Why Bookbread doesn’t read or write book reviews (via Man of La Book)

Just a few excerpts:

Creative blogger iubookgril (Girl Reads a Book, @bellareads) chimed in as well: “15 to 20 mins usually”, while our resident librarian blogger Mieneke(A Fantastical Librarian, @Pallekenl) takes a bit longer: “About three hours? But I’m a slow writer!”.

Inexhaustible blogger iubookgirl (Reader for Life, @iubookgril) also joined the coversation by tweeting: “same here, unless I don’t really like or dislike a book then it might take a little longer to decide what to say”.

Twitter Survey Results: How Long Do You Spend Writing Book Reviews.

But why stop now?

How can we further encourage the bar for book reviewing (particularly its online varieties) to be lowered into oblivion?

The American reader-reviewer can only answer: “What Papa Quality don’t know tonight won’t hurt Momma Quantity in the morning. Now go fix me a Pop Tart while I skim, scan, and scour through the entirety of Proust.”

Talking to Clerks instead of Reading Books?
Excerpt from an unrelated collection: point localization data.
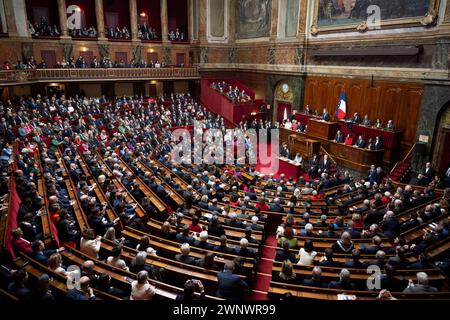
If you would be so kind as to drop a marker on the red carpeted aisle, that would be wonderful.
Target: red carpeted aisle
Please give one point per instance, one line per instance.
(264, 272)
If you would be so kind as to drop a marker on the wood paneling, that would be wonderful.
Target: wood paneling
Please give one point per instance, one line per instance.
(380, 99)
Bookbread doesn’t usually come across anything sans sensible by Chad W. Post at Three Percent, but this line leaves me slack-jawed:

[Here] in Rochester, we don’t have a single indie—just a few B&Ns and Borders. Which is fine, fine, they carry a lot of books, host readings, etc., etc., but these stores aren’t necessarily set-up to foster discussions between clerk and customer.

Generally, every night before bed, Bookbread prays to Satan Almighty asking for protection from random book discussions with clerks who work in bookstores. After all, what could a clerk possibly tell me about a book, or subject, that I couldn’t already have looked up on the online Dictionary of Literary Biography, JSTOR, Google Books, Wikipedia, Encyclopedia Britannica, Amazon reviews, dozens of RSS feeds (including Three Percents), or the recommendations from the books I’ve already read, recommendations that probably germinated my interest for the book-at-hand that I’m about to purchase?

Does Bookbread really need to intellectually interact with some jerk-off just because he/she works in a bookstore? Some folks may go to church just for mass—and that’s fine—but don’t expect Bookbread to stroll through stacks and shelves for the sole purpose of seeking out communion with other bibliophiles. If I really wanted to talk to others about books, Bookbread would just blog.

Reading at the Speed of Print (Three Percent)

People can read traditional printed books a good bit faster than eBooks on tablet computers, a new study has found.

The study tested peoples’ pace of reading on two popular e-reader tablets – Apple’s iPad and Amazon’s Kindle 2 – as well as a standard PC monitor and a plain ol’ regular book.

Three Percent: Reading at the Speed of Print.

One Possible Cause of Readicide…. (The Nation)

John Palattella of The Nation writes:

The book beat has been gutted primarily by cultural forces, not economic ones, and the most implacable of those forces lies within rather than outside the newsroom. It is not iPads or the Internet but the anti-intellectual ethos of newspapers themselves….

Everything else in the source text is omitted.